Monaliza Chian

monalizaDegrees: Curriculum and Instruction in Multicultural Classroom, MA, Asuza Pacific University,
2003

Liberal Studies with Spanish Emphasis, BA, California State of Dominguez Hills, 1997

Program of Study: Teaching and Learning, PhD, University of California, Santa Barbara

Year in the Program: Sixth Year

Research Interests: Language is embedded in every aspect of education. It is in the national standards, district policies, state adopted textbooks, and rules and expectations in the classroom. Teachers and students use the language to construct meaning and understanding, and the language they use plays consequential outcomes in students’ learning. Barnes (2008) argued that the way teachers set up the classroom discourse shapes students learning. Central to this communication system is an appropriate language that teachers use and model for the students to adopt. For example, if the teacher uses the language of mathematics and talks like a “mathematician”, then the students will adopt this way of talking and communicating. Agar (2004) also claimed that language is richly embedded in culture, and Green and Santa Barbara Classroom Discourse Group considered the classroom –as- culture- in- the making.
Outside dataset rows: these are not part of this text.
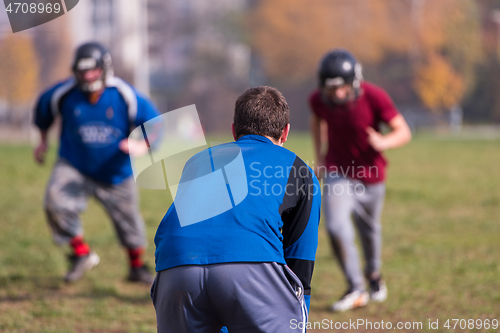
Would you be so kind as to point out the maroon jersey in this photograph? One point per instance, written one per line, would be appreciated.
(349, 153)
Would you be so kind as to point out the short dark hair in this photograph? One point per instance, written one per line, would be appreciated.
(262, 111)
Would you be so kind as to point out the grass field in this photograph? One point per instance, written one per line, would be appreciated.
(441, 247)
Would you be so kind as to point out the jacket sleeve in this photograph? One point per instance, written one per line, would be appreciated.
(300, 213)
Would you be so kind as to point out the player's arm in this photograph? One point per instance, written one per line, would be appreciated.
(399, 135)
(300, 213)
(43, 119)
(146, 111)
(319, 134)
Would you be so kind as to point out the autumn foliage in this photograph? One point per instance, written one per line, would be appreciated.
(439, 39)
(18, 69)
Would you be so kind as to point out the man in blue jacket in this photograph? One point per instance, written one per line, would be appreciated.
(97, 112)
(237, 246)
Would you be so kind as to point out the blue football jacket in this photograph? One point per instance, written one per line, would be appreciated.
(90, 134)
(247, 201)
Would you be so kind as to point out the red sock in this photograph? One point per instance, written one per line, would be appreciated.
(80, 248)
(136, 257)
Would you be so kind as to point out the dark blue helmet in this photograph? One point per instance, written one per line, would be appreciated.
(339, 67)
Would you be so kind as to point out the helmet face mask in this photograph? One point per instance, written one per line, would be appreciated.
(88, 58)
(339, 72)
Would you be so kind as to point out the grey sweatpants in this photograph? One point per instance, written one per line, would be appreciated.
(66, 198)
(347, 201)
(244, 297)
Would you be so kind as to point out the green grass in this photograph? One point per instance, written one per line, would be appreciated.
(441, 246)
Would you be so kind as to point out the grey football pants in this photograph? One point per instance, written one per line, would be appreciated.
(347, 201)
(66, 198)
(244, 297)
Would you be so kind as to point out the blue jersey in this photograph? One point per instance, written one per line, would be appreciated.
(276, 220)
(91, 133)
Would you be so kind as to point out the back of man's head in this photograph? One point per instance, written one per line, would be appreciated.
(262, 111)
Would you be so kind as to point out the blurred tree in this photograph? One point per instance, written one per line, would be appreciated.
(18, 69)
(438, 84)
(439, 39)
(54, 50)
(292, 35)
(448, 34)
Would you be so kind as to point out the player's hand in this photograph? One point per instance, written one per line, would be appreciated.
(39, 152)
(133, 147)
(376, 140)
(320, 168)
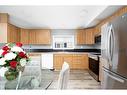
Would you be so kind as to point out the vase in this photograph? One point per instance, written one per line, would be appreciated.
(11, 75)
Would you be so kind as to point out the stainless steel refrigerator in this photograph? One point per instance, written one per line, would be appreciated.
(114, 52)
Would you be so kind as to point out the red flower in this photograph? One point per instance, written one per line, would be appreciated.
(5, 52)
(22, 55)
(5, 48)
(13, 64)
(19, 44)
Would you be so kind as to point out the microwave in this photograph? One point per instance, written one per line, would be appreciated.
(98, 39)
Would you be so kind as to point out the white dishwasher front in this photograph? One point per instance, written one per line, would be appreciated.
(47, 60)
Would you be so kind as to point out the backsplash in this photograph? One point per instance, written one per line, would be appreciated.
(61, 32)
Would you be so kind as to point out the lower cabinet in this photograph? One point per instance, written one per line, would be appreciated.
(75, 61)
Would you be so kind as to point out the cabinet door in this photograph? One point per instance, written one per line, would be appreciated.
(32, 37)
(69, 59)
(43, 36)
(80, 61)
(80, 36)
(57, 61)
(24, 37)
(97, 31)
(89, 36)
(13, 33)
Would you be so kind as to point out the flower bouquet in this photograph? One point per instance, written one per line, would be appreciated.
(12, 60)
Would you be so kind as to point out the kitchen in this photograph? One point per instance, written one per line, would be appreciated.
(80, 47)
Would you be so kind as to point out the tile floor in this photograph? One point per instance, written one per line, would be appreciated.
(79, 79)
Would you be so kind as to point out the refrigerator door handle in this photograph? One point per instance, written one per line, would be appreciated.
(116, 78)
(110, 44)
(113, 76)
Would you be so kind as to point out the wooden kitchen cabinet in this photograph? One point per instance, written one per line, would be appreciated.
(89, 36)
(85, 36)
(75, 61)
(103, 62)
(24, 37)
(13, 33)
(97, 31)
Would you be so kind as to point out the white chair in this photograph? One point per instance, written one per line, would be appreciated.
(63, 76)
(32, 74)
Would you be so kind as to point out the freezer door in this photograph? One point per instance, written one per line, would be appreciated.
(104, 34)
(113, 81)
(117, 46)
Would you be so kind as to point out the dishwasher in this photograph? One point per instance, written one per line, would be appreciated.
(47, 60)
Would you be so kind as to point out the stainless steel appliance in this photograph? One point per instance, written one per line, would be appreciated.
(114, 52)
(94, 66)
(98, 39)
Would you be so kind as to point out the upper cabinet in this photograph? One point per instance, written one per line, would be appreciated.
(81, 36)
(89, 36)
(85, 36)
(35, 36)
(8, 32)
(97, 31)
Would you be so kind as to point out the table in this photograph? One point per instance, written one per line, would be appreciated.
(25, 82)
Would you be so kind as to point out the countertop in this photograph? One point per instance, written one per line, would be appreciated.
(61, 50)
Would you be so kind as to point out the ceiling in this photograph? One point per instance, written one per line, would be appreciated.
(57, 17)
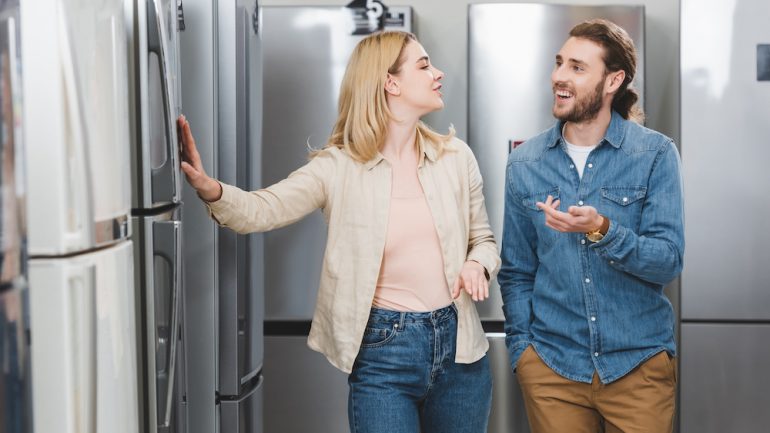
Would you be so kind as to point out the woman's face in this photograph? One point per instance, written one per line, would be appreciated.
(417, 86)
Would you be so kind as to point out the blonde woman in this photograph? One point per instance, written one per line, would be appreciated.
(409, 245)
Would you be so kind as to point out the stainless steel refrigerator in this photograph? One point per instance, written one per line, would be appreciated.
(511, 51)
(156, 209)
(725, 296)
(76, 134)
(221, 84)
(15, 380)
(306, 49)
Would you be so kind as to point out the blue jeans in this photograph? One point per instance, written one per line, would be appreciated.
(405, 379)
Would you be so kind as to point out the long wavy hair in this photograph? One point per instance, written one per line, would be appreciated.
(363, 113)
(619, 54)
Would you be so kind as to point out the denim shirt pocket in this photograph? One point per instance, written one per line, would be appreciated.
(623, 204)
(545, 234)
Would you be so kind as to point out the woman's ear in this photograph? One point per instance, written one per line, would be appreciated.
(391, 86)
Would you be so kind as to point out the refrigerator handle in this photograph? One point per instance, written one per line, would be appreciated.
(81, 307)
(157, 37)
(173, 252)
(80, 227)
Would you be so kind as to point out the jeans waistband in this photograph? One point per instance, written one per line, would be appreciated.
(435, 316)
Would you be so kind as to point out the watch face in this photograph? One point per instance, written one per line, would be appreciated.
(594, 236)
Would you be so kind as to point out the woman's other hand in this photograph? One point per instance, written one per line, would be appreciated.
(473, 279)
(208, 189)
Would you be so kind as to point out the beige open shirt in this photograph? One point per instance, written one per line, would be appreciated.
(354, 198)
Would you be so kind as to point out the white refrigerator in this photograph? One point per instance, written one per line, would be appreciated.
(83, 326)
(15, 384)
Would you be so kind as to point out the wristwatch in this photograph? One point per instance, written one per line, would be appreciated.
(598, 234)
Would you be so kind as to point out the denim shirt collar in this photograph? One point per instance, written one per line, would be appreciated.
(614, 135)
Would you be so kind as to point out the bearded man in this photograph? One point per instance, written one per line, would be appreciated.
(593, 230)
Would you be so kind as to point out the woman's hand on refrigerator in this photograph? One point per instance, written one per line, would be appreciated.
(208, 189)
(473, 280)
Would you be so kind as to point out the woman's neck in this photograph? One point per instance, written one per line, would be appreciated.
(400, 141)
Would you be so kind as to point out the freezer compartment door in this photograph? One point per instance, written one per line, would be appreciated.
(244, 413)
(84, 342)
(724, 378)
(509, 95)
(301, 381)
(156, 104)
(75, 111)
(159, 273)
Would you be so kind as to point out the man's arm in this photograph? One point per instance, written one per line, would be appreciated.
(517, 273)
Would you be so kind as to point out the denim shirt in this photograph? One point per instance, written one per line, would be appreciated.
(593, 307)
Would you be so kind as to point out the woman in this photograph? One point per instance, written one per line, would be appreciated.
(409, 247)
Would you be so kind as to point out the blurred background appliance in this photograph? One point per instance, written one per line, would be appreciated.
(725, 330)
(15, 380)
(81, 258)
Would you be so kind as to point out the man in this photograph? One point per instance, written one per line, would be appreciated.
(593, 230)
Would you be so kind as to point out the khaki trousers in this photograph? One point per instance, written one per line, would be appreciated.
(640, 402)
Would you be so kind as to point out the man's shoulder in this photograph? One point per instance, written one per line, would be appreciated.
(639, 138)
(533, 148)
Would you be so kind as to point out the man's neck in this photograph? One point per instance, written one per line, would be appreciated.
(589, 132)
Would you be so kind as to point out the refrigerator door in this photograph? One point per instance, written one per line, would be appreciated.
(240, 284)
(509, 96)
(159, 271)
(155, 147)
(75, 115)
(725, 108)
(300, 113)
(84, 342)
(302, 382)
(724, 378)
(15, 381)
(245, 414)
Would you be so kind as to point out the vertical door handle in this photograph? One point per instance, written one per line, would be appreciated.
(168, 244)
(79, 194)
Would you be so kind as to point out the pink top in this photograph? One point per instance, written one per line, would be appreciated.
(412, 274)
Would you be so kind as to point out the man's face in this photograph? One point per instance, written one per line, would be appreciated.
(578, 81)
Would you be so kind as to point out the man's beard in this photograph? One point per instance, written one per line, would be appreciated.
(585, 108)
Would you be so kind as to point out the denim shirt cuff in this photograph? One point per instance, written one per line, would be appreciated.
(614, 234)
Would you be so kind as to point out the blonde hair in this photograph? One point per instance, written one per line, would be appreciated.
(363, 113)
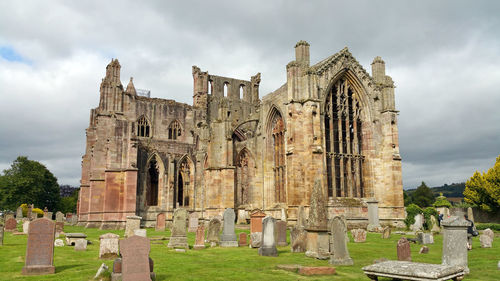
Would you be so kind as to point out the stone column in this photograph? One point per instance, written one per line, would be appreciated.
(455, 242)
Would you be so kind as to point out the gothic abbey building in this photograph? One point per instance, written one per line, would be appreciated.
(331, 121)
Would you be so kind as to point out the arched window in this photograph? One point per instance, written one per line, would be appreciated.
(343, 141)
(143, 129)
(174, 130)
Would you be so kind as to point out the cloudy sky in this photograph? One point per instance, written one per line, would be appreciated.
(444, 57)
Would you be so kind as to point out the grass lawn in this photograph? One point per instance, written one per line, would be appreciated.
(232, 263)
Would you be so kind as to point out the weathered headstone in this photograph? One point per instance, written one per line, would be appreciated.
(281, 229)
(485, 241)
(193, 222)
(268, 247)
(81, 245)
(160, 222)
(108, 246)
(135, 258)
(213, 232)
(242, 241)
(200, 238)
(228, 237)
(455, 242)
(40, 248)
(178, 239)
(358, 235)
(403, 249)
(11, 225)
(340, 254)
(318, 242)
(133, 223)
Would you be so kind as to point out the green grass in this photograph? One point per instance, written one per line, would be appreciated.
(232, 263)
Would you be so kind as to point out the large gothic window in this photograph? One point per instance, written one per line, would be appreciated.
(343, 142)
(143, 129)
(279, 159)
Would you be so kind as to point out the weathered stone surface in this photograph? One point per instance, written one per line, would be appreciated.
(358, 235)
(193, 222)
(160, 222)
(455, 242)
(40, 248)
(485, 241)
(228, 236)
(178, 239)
(108, 246)
(268, 247)
(281, 233)
(135, 258)
(340, 255)
(200, 238)
(81, 245)
(403, 249)
(133, 223)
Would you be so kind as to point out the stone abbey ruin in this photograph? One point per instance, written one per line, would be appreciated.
(331, 121)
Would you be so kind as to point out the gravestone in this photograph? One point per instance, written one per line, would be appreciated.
(193, 222)
(81, 245)
(108, 246)
(242, 242)
(135, 258)
(40, 248)
(228, 237)
(318, 244)
(19, 213)
(133, 223)
(59, 217)
(213, 232)
(200, 238)
(10, 225)
(268, 247)
(160, 222)
(358, 235)
(281, 230)
(403, 249)
(455, 241)
(340, 254)
(178, 238)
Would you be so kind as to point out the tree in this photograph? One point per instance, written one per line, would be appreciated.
(28, 181)
(483, 190)
(423, 196)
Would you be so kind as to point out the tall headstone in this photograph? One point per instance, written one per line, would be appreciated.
(268, 247)
(193, 222)
(178, 238)
(281, 231)
(455, 241)
(228, 237)
(318, 244)
(160, 222)
(200, 238)
(133, 223)
(135, 259)
(373, 219)
(403, 250)
(213, 232)
(108, 246)
(340, 254)
(40, 248)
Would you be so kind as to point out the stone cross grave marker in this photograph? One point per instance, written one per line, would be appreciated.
(340, 254)
(268, 247)
(228, 237)
(40, 248)
(108, 248)
(135, 258)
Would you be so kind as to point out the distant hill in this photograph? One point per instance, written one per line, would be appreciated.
(448, 190)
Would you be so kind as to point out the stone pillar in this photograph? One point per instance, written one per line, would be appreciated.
(455, 242)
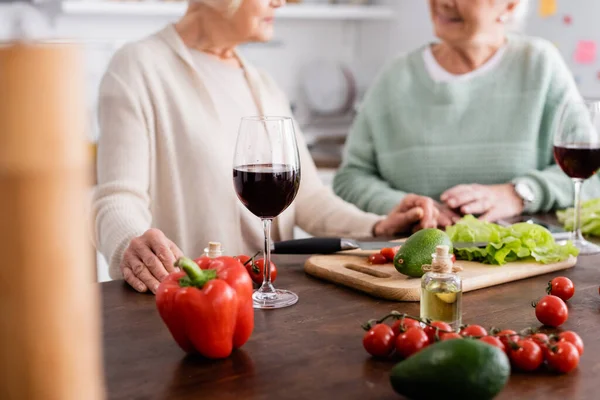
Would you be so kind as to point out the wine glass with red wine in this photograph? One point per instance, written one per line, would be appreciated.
(577, 151)
(266, 177)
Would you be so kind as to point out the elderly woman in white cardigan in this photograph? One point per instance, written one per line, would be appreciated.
(169, 111)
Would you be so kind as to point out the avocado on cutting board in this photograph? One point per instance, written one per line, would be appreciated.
(383, 281)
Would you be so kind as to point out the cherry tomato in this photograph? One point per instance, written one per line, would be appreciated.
(561, 287)
(430, 330)
(551, 311)
(377, 259)
(494, 341)
(255, 269)
(449, 336)
(572, 337)
(563, 357)
(388, 253)
(473, 330)
(406, 323)
(411, 341)
(507, 339)
(542, 340)
(379, 340)
(527, 357)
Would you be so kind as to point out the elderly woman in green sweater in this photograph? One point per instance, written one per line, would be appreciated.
(467, 122)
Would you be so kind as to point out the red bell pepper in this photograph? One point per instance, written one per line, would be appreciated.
(208, 306)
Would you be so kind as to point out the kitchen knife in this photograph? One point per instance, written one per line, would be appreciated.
(333, 245)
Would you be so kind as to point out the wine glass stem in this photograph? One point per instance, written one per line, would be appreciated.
(266, 286)
(576, 234)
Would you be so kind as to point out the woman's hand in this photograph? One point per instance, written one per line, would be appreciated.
(414, 212)
(492, 202)
(447, 217)
(148, 260)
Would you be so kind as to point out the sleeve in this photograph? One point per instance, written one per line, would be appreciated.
(320, 212)
(121, 203)
(553, 189)
(358, 180)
I am interested in exploring the role of language in the classroom and how it supports and constraints students learning as well as how it affects the classroom culture in the making. To begin this journey, I just completed a systematic curriculum analysis of the Common Core Standards in Mathematics to gain a better understanding as to what counts as “mathematics and mathematical practices.” Embedded to this study was a discovery of the history of the curricular trends in mathematics and their underlying implications. Another revelation was that the diverse “linguistic meaning of terms” of curriculum (Ornstein and Hunkins (1998) and the philosophically or politically influenced curricular language (Posner, 2004) contribute to the complexities of the curriculum as a field of study.